Dans cette édition, on retrouve des textes de différentes époques signés par d'anciens rédacteurs du journal. J'ai en particulier retenu un texte d'André Laurendeau (ancien patron du Devoir et coprésident de la Commission B-B dans les années 1960), publié le 18 novembre 1958 après que le premier ministre de l'époque, Maurice Duplessis, eut appelé un policier pour expulser un journaliste du Devoir, Guy Lamarche, d'une de ses conférences de presse. Il n'avait aucune raison autre que sa hargne contre toute presse qui n'était pas servile...

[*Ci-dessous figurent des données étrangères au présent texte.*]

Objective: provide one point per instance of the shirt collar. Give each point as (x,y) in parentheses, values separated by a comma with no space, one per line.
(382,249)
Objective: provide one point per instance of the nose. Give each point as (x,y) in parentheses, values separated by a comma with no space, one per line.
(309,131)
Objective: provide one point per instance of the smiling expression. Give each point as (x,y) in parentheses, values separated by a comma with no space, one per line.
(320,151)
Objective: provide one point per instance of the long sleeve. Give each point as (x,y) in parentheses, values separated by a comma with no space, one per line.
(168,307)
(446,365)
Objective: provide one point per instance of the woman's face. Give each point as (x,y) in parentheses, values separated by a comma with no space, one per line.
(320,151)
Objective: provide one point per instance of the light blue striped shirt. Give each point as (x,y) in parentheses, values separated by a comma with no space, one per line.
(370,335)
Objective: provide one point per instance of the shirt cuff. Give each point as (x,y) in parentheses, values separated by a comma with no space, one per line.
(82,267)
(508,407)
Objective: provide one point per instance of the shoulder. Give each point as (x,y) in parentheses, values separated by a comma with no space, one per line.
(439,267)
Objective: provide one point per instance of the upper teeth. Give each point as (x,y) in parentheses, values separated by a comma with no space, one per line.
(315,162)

Ce qui retient mon attention, ce ne sont pas tant les protestations justifiées de M. Laurendeau ou des groupes de journalistes québécois de l'époque, mais l'attitude des médias de langue anglaise, et notamment des journaux anglo-montréalais. Notant le silence initial de la presse anglophone de Montréal, il ajoute que la Gazette a publié là-dessus un article somme toute sympathique au gouvernement Duplessis et que le défunt Star ne voit pas dans l'expulsion du reporter du Devoir quelque chose de mauvais... tout au plus un geste maladroit. À la question qui s'impose - Pourquoi? - André Laurendeau répond ceci :
« Les journaux anglophones du Québec se comportent comme les Britanniques au sein d'une colonie d'Afrique.
« Les Britanniques ont le sens politique, ils détruisent rarement les institutions juridiques d'un pays conquis. Ils entourent le roi nègre mais ils lui passent des fantaisies. Ils lui ont permis à l'occasion de couper des têtes: ce sont les moeurs du pays. Une chose ne leur viendrait pas à l'esprit: et c'est de réclamer d'un roi nègre qu'il se conforme aux hauts standards moraux et politiques des Britanniques.

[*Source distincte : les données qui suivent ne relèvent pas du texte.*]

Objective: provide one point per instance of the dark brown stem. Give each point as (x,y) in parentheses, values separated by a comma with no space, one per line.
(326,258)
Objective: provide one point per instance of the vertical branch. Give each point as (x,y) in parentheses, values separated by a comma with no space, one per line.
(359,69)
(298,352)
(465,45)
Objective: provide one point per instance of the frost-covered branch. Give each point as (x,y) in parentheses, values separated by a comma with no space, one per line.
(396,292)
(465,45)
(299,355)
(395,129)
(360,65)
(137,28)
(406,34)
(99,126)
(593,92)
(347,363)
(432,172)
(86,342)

« Il faut obtenir du roi nègre qu'il collabore et protège les intérêts des Britanniques. Cette collaboration assurée, le reste importe moins. Le roitelet viole les règles de la démocratie? On ne saurait attendre mieux d'un primitif. »
Le colonialisme constituait à l'époque une grille d'analyse fréquente pour expliquer le comportement collectif, passé et actuel des francophones « colonisés » du Québec et de nos « Rhodésiens », pour employer l'expression de René Lévesque. Ce dernier avait aussi analysé le Québec du début des années 1970 d'un point de vue similaire. Il écrivait en 1971 dans dans la préface d'un des volumes de la grande série L'humanité en marche, ce qui suit :
« Ce que nous vivons, et qui dicte la seule démarche susceptible d'aboutir à l'émancipation, c'est un colonialisme feutré qui parvient dangereusement à donner les apparences de son contraire.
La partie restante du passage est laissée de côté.